PHOENIX — Jerry Kelly stood on the ninth green Thursday, watched yet another birdie putt slide past the cup and realized being even-par heading to the back nine at Phoenix Country Club on Day 1 of the Charles Schwab Cup Championship wasn't the dagger that it is most weeks on the PGA Tour Champions.
There aren't many Thursdays on the senior circuit and the Madison golfer couldn't have been happier this week's season finale was one of them.
It meant Kelly had one extra day to work his way back up the leaderboard, but he didn't wait that long. He birdied No. 10 and played his final nine holes in 3-under-par en route to a 68 that left him in a tie for 12th place, five shots behind co-leaders Paul Goydos and Tim Petrovic, his college teammate at the University of Hartford, with 54 holes left for Kelly to continue his climb.
"I was like 'Oh yeah; four days!'" Kelly said of the 72-hole format for the final leg of the Charles Schwab Cup Playoffs. "Usually, even-par after nine holes and you're behind quite a bit and you're going to have to have a really good back nine. But I just kept plugging away; I didn't have to fight too hard through everything. A couple of (birdies) came."
Kelly, who came into the final event on the 2018 schedule at No. 4 in the Charles Schwab Cup standings, will need more where those came from if he intends to compete for the overall championship.

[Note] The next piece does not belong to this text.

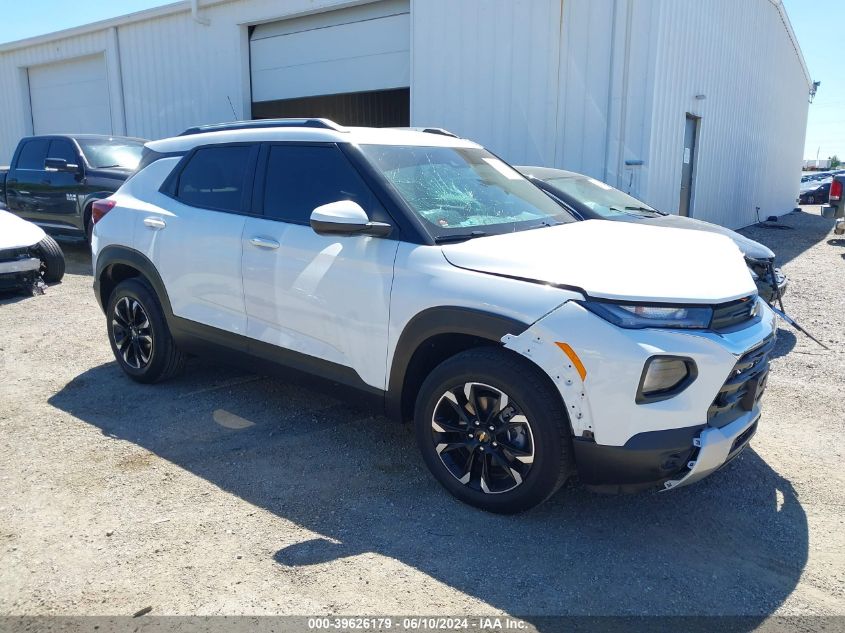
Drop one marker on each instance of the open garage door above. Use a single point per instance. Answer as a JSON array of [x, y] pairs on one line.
[[351, 65], [70, 96]]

With points doubles for this week's finale, Kelly needs to post his second victory of the season and hope points-leader Bernhard Langer finishes worse than a two-way tie for third place. Langer was tied for 21st after an even-par 71 in the opening round, but none of the golfers capable of displacing him played well enough Thursday to project a change at the top.
Despite his back-nine rally, Kelly was projected to drop to No. 7 in the Schwab Cup standings. Petrovic, who is No. 12, projects to replace him at No. 4 based on the order of the 36-player field after 18 holes.
"Unfortunately, I think I'm too far away to win the cup," said Petrovic, who chipped in for eagle on the par-4 fifth hole and bounced back from his lone bogey at No. 17 with a birdie at No. 18 to remain even with Goydos. "But we were playing a practice round and I looked over and saw the Schwab Cup sitting there and there was another trophy sitting there. I said, 'I can't get the one on the left, but I think I can get the one on the right.' So we're going to shoot for that this week, see what happens."
Kelly, meanwhile, is always in it to win it. But the 2017 PGA Tour Champions rookie of the year has been battling knee and elbow pain since sustaining torn meniscus in his right knee lifting weights in September and he clearly had to work through the discomfort early in his round Thursday.
He will have surgery on his knee next week. He needed his personal trainer Harry Sese to tape up his right elbow after teeing off on the third hole to help him deal with the nagging pain.
"We know I'm having surgery in six days on my knee, but I have to get an MRI on my elbow," Kelly said, joking: "Worst-case scenario, I have Tommy John surgery and hit it 350 yards when I come back. That'd be OK, but I don't want to take six months off. (Sese) seems to think it's acase of tendonitis from overuse, but it sure feels weird. I've had tendonitis before and ... I don't know. An MRI will tell me."
Of course, Kelly — two weeks shy of his 52nd birthday — isn't the only one hobbling around Phoenix CC counting down the holes to the postseason.
"There are a bunch of guys having surgery right after the season; I'm far from the only one," said Kelly, who wonders where he'd be in the Schwab Cup scrambled had he been 100 percent the final seven event of the season, when he had just one of his 11 top-10 finishes. "I have to take away before the injuries I was in that No. 1 spot (for a Tour-best nine weeks) and I can get back there. Shoot, I can get back there this week. But I just want to get healthy and be able to free-swing it and play better than I normally do."